EIAV export is inhibited by cytochalasin D. 293T cells were transfected with EIAV Gag-Pol (A) or optimized Gag (B) plasmids. After 8 to 10 h, the medium was replaced with fresh cell culture media containing different concentrations of cytochalasin D. After 48 h, the EIAV proteins in the cell lysate and supernatant were prepared as described in Fig. 2 and detected with an anti-p26 antibody. The relative virus release efficiency was calculated. **, P < 0.01; *, P < 0.05.
DISCUSSION
Intracellular EIAV replication is a complicated process that has not been clearly defined to date. Previous studies have demonstrated that EIAV binds to PI(3,5)P2, which is enriched in endocytic compartments, and utilizes the cellular ESCRT pathway to complete assembly and release (45). However, the detailed cellular trafficking pathways that facilitate EIAV release remain unknown. In the present study, we compared differences in the EIAV and HIV-1 Gag protein cellular assembly sites (Fig. 1A and B). We found that W7A and K9A severely impaired EIAV Gag release but did not alter the distribution of Gag at the cellular membrane (Fig. 2D). Then, we confirmed that the MA global head of EIAV and HIV-1 Gag was essential for their assembly and determined their membrane targeting (Fig. 3). Furthermore, we demonstrated that EIAV did not utilize MVBs and microtubules to complete its particle egress (Fig. 4 and 8). Interestingly, we observed that EIAV Gag accumulated in the intracellular trans-Golgi network rather than in endosomes (Fig. 4A and B). Finally, we demonstrated that EIAV hijacked the cellular vesicle pathway to export viral particles (Fig. 7).
Gag assembly is an essential step during most retroviral life cycles. It is widely accepted that PM is the site of HIV-1 assembly and budding, but HIV-1 and MLV particles can also be observed in the late endosome or MVBs in some cell types (25, 26). Several groups have reported that EIAV Gag proteins localize to both the cell interior and the plasma membrane (6, 15). EIAV MA binds PI(3)P with higher affinity than PI(4,5)P2 (15). In the present study, we observed the primary accumulation of EIAV particles at an intracellular membrane adjacent to the RER, and we demonstrated that this intracellular membrane was related to the TGN (Fig. 1A and Fig. 4A and B). Whether EIAV Gag targets the TGN to facilitate its assembly and is dependent on binding to a specific phosphoinositide in the TGN membrane remains to be determined. Previously, our lab reported that the overexpression of equine viperin inhibited EIAV Gag release (46). Viperin, which is an evolutionarily conserved interferon-inducible protein that localizes to the ER, can reduce the secretion of some soluble proteins and reduces the rate of ER-to-Golgi traffic (47). The cellular distribution of viperin and its colocalization with EIAV Gag would positively support our finding that the TGN is involved in EIAV Gag assembly. Previous studies have shown that the HIV-1 Vpu protein is predominantly transported to RER/Golgi complex compartments (33). In our study, EIAV particles localized adjacent to the RER, and EIAV Gag multimers were surrounded by Vpu proteins (Fig. 4C), suggesting that that the ER/Golgi downstream membrane system (TGN) may be involved in EIAV Gag assembly. The formation of infectious EIAV particles requires the recruitment of the EIAV envelope protein (Env) into the viral membrane during budding; however, whether or how the EIAV Env and Gag proteins are corecruited to the TGN to form infectious particles requires further investigation.

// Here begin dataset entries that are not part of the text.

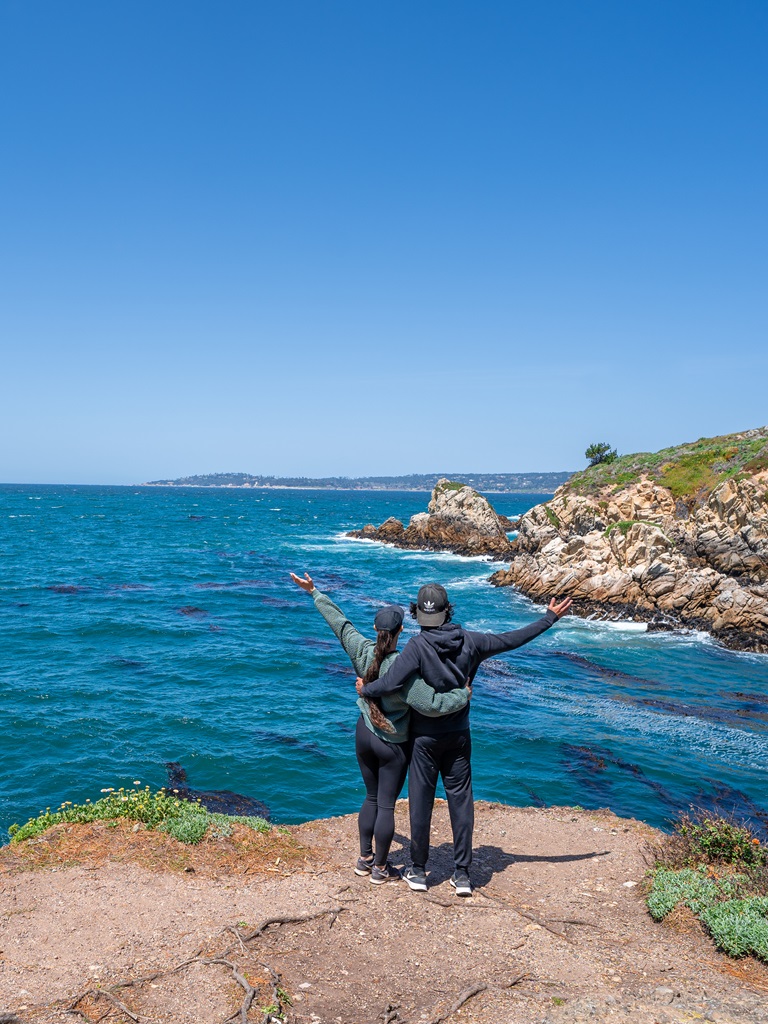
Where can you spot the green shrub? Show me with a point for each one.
(717, 840)
(717, 868)
(552, 516)
(739, 926)
(186, 821)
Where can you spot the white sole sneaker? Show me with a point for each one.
(418, 883)
(462, 888)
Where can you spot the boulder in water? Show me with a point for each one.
(215, 801)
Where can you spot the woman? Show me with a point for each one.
(382, 731)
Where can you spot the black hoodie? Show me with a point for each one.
(448, 656)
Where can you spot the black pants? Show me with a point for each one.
(446, 756)
(383, 767)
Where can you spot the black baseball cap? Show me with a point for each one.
(389, 617)
(431, 605)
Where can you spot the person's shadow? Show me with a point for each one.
(486, 860)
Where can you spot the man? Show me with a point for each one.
(445, 655)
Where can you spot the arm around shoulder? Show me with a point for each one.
(424, 698)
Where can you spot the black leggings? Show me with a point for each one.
(383, 767)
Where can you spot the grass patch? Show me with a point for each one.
(716, 867)
(690, 471)
(185, 821)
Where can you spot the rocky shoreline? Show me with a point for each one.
(678, 540)
(458, 519)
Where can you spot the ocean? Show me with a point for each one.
(143, 626)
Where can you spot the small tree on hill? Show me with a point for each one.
(600, 453)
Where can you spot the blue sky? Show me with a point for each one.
(368, 238)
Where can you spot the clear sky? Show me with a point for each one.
(314, 237)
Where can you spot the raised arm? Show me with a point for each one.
(488, 644)
(422, 697)
(358, 648)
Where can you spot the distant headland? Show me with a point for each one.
(535, 483)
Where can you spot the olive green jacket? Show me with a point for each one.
(416, 693)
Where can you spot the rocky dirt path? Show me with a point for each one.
(556, 932)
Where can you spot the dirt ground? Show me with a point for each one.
(122, 925)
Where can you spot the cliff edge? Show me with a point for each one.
(113, 922)
(678, 537)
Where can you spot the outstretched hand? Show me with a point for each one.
(305, 584)
(561, 608)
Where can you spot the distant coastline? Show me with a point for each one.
(515, 483)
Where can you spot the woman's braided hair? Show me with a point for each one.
(384, 640)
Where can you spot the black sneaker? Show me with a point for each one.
(461, 883)
(385, 873)
(417, 879)
(364, 866)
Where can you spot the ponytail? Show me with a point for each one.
(383, 642)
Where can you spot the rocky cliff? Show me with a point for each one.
(679, 537)
(458, 519)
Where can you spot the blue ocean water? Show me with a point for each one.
(141, 626)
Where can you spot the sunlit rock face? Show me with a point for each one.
(458, 519)
(640, 551)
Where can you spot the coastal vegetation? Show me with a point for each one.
(689, 470)
(185, 820)
(717, 868)
(600, 454)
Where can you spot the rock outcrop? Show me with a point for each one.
(643, 549)
(458, 519)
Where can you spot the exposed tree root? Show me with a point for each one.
(544, 923)
(278, 995)
(471, 991)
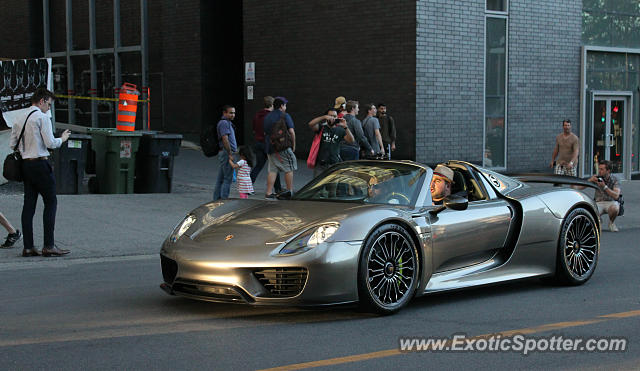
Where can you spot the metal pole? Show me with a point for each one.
(144, 41)
(47, 47)
(116, 43)
(92, 59)
(70, 90)
(47, 26)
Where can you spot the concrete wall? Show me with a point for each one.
(313, 51)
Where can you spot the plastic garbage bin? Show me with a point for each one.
(69, 164)
(154, 162)
(90, 165)
(115, 159)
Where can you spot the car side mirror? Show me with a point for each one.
(456, 202)
(452, 202)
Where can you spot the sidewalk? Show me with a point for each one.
(112, 225)
(98, 226)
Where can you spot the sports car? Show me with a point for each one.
(366, 232)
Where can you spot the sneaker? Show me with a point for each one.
(286, 195)
(12, 238)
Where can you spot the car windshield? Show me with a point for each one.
(379, 182)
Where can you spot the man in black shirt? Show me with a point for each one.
(334, 130)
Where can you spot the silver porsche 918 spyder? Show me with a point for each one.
(366, 232)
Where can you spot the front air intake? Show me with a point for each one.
(282, 282)
(169, 269)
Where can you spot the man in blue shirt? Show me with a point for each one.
(228, 145)
(284, 160)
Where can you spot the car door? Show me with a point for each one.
(471, 236)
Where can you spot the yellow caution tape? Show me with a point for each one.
(96, 98)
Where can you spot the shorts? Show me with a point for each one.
(603, 206)
(563, 170)
(284, 161)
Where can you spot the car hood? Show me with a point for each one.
(250, 223)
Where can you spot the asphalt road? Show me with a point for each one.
(108, 313)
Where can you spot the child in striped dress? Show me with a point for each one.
(243, 167)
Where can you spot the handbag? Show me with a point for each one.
(315, 148)
(620, 205)
(12, 168)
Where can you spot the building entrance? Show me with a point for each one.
(609, 131)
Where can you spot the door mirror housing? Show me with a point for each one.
(453, 202)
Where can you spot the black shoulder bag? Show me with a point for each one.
(12, 169)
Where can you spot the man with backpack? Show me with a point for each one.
(259, 147)
(228, 145)
(280, 142)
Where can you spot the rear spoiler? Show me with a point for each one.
(554, 179)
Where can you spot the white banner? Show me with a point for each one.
(19, 79)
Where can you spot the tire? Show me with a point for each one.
(578, 248)
(388, 270)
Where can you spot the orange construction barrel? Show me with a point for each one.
(127, 107)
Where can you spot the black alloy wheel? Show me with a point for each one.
(389, 268)
(578, 248)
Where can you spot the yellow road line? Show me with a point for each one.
(395, 352)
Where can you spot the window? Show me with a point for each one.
(497, 5)
(495, 91)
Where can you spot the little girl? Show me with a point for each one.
(245, 187)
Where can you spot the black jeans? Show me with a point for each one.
(38, 180)
(261, 159)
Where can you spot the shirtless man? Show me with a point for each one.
(566, 150)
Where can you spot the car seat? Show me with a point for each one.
(459, 186)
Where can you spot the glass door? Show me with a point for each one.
(608, 132)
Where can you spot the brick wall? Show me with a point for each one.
(314, 51)
(449, 80)
(544, 78)
(20, 22)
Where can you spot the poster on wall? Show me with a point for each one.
(19, 79)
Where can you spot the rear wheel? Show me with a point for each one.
(388, 271)
(578, 248)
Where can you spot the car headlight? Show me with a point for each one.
(179, 230)
(309, 239)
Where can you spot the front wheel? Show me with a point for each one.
(578, 248)
(388, 270)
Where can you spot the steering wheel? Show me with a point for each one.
(396, 195)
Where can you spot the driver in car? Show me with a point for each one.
(441, 184)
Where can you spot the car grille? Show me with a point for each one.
(282, 282)
(169, 269)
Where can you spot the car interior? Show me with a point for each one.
(466, 185)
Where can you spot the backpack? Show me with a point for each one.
(209, 141)
(620, 205)
(280, 138)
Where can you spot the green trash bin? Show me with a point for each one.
(115, 159)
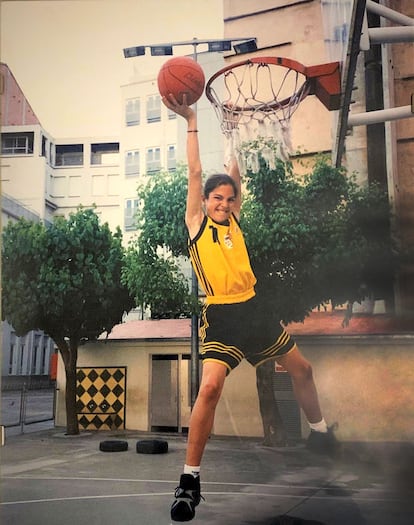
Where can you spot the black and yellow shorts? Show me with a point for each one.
(233, 332)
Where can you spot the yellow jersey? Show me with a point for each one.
(220, 260)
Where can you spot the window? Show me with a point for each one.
(131, 208)
(153, 160)
(132, 112)
(153, 109)
(132, 163)
(17, 143)
(105, 153)
(171, 115)
(69, 155)
(171, 160)
(44, 142)
(36, 348)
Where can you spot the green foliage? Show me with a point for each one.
(320, 239)
(161, 220)
(63, 279)
(154, 280)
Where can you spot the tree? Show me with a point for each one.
(64, 279)
(311, 241)
(155, 280)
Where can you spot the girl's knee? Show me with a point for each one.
(303, 371)
(210, 391)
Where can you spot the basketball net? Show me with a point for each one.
(254, 102)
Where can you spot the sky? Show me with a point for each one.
(67, 55)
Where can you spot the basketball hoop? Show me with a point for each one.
(256, 98)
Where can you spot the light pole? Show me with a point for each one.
(243, 45)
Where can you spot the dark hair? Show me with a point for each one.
(219, 179)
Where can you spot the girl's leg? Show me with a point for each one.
(202, 416)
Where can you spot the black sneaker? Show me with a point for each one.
(187, 497)
(324, 442)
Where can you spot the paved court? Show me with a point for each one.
(48, 478)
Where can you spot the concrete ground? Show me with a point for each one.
(48, 477)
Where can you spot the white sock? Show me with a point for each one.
(319, 427)
(194, 471)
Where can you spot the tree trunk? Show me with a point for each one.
(70, 356)
(273, 428)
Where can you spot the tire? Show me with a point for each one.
(113, 446)
(152, 446)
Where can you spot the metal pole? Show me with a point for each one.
(195, 363)
(380, 115)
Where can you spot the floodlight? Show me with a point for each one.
(245, 47)
(157, 51)
(219, 45)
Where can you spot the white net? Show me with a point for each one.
(255, 100)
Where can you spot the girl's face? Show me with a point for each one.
(220, 203)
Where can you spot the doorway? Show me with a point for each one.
(170, 403)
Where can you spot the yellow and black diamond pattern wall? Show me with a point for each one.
(100, 398)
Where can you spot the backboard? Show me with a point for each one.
(343, 25)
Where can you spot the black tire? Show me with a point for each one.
(113, 446)
(152, 446)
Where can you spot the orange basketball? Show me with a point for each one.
(181, 75)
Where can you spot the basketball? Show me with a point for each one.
(179, 76)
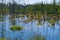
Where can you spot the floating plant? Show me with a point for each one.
(38, 38)
(2, 38)
(17, 28)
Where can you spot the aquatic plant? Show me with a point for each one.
(52, 22)
(39, 23)
(37, 37)
(16, 28)
(2, 38)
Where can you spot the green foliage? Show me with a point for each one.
(17, 8)
(2, 38)
(17, 28)
(37, 37)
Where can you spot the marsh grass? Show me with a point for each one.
(17, 28)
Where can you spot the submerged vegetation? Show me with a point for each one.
(38, 37)
(17, 28)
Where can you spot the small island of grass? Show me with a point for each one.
(16, 28)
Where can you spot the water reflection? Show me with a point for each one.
(31, 27)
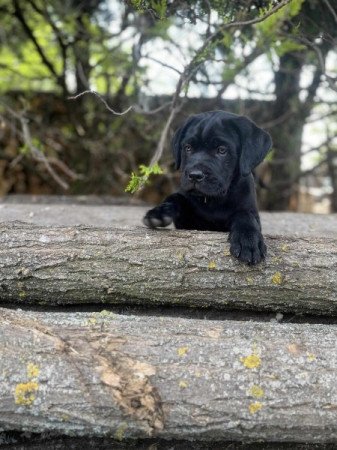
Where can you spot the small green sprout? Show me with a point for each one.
(138, 181)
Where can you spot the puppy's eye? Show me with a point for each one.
(222, 150)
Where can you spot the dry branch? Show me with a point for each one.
(134, 377)
(78, 264)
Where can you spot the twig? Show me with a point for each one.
(333, 12)
(38, 155)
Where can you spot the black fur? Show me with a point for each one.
(216, 152)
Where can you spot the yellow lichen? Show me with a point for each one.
(251, 361)
(255, 407)
(277, 278)
(92, 321)
(256, 391)
(106, 313)
(25, 393)
(33, 371)
(120, 432)
(211, 265)
(182, 351)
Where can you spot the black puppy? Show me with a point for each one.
(216, 152)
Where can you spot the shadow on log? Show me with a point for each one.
(103, 374)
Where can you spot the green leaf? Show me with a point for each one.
(138, 181)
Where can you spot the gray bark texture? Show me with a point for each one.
(104, 374)
(50, 265)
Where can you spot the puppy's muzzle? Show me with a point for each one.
(196, 176)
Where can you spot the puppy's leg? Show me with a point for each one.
(165, 213)
(246, 240)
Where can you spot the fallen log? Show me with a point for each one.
(78, 264)
(103, 374)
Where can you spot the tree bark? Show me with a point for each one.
(79, 264)
(134, 377)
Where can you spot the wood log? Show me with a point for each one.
(78, 264)
(103, 374)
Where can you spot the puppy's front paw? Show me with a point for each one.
(160, 216)
(248, 247)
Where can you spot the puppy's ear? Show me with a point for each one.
(178, 137)
(255, 144)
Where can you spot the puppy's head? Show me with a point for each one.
(213, 147)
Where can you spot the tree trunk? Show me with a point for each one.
(79, 264)
(134, 377)
(287, 135)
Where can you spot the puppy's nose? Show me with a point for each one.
(196, 176)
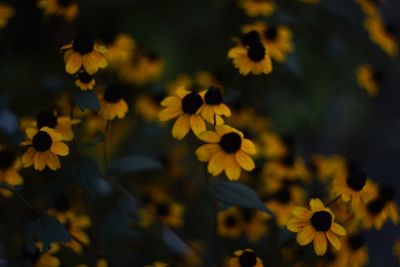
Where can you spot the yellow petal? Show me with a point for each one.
(232, 168)
(209, 137)
(244, 161)
(333, 239)
(306, 235)
(216, 163)
(320, 243)
(197, 124)
(181, 127)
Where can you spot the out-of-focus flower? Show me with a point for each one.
(276, 39)
(45, 145)
(112, 104)
(250, 55)
(186, 106)
(254, 8)
(65, 8)
(6, 12)
(245, 258)
(214, 108)
(316, 224)
(226, 149)
(83, 52)
(369, 79)
(382, 34)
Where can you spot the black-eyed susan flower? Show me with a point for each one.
(112, 104)
(214, 107)
(254, 8)
(230, 222)
(226, 150)
(61, 124)
(382, 34)
(186, 107)
(9, 166)
(85, 81)
(84, 53)
(250, 55)
(65, 8)
(45, 145)
(353, 187)
(318, 225)
(370, 7)
(245, 258)
(276, 39)
(369, 79)
(45, 259)
(6, 12)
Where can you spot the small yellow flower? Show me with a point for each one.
(112, 105)
(254, 8)
(228, 150)
(85, 81)
(245, 258)
(250, 55)
(65, 8)
(318, 225)
(186, 106)
(6, 12)
(83, 52)
(45, 145)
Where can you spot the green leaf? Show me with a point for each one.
(234, 193)
(85, 99)
(85, 172)
(135, 164)
(46, 229)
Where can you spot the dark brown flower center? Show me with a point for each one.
(271, 33)
(356, 178)
(113, 93)
(7, 159)
(46, 119)
(231, 142)
(321, 221)
(230, 221)
(256, 52)
(213, 96)
(250, 39)
(42, 141)
(248, 259)
(191, 103)
(85, 77)
(83, 44)
(355, 242)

HIV-1 Gag myristoylation is essential for PM binding. Mutations of the N-terminal Gly completely block HIV-1 Gag budding, and Gly is known to be required for the N-myristoyl transferase that attaches this fatty acid to the nascent protein (30). However, we observed that G2A of EIAV Gag only slightly blocked Gag release (Fig. 2D), supporting the hypothesis that EIAV Gag was not myristoylated, and myristoylation was not involved in EIAV Gag assembly. Moreover, we found that W7A and K9A localized to helix 1 of EIAV MA severely impaired Gag release (Fig. 2D and 6A). A previous study reported that K49 was located in the middle of the major PIP2 interaction region; indeed, the K49A mutation influenced MA PIP2 binding and severely inhibited VLP release (14, 15). K7 and K49 both localize to the MA surface; however, whether the inhibition of Gag release due to the K7A mutation resulted from the impairment of MA binding to PIP2 remains to be determined. W7 was hidden inside the molecule, but the W7A mutant completely blocked Gag release without changing the distribution of Gag at the cellular membrane (Fig. 2D and 6A). In the structure, we found that W7 and W51 formed hydrogen bonds via D50 (Fig. 6B). D50 has been reported as one of the residues involved in the PIP2-induced chemical shift (14). Thus, we hypothesize that the W7A mutant influences the interaction between W7, D50, and W51 and thereby affects loop 2 binding to phosphoinositide, ultimately blocking Gag release. Additionally, we speculate that the inhibition of Gag release mediated by T6A and S8A may result from affecting the function of W7 or K9.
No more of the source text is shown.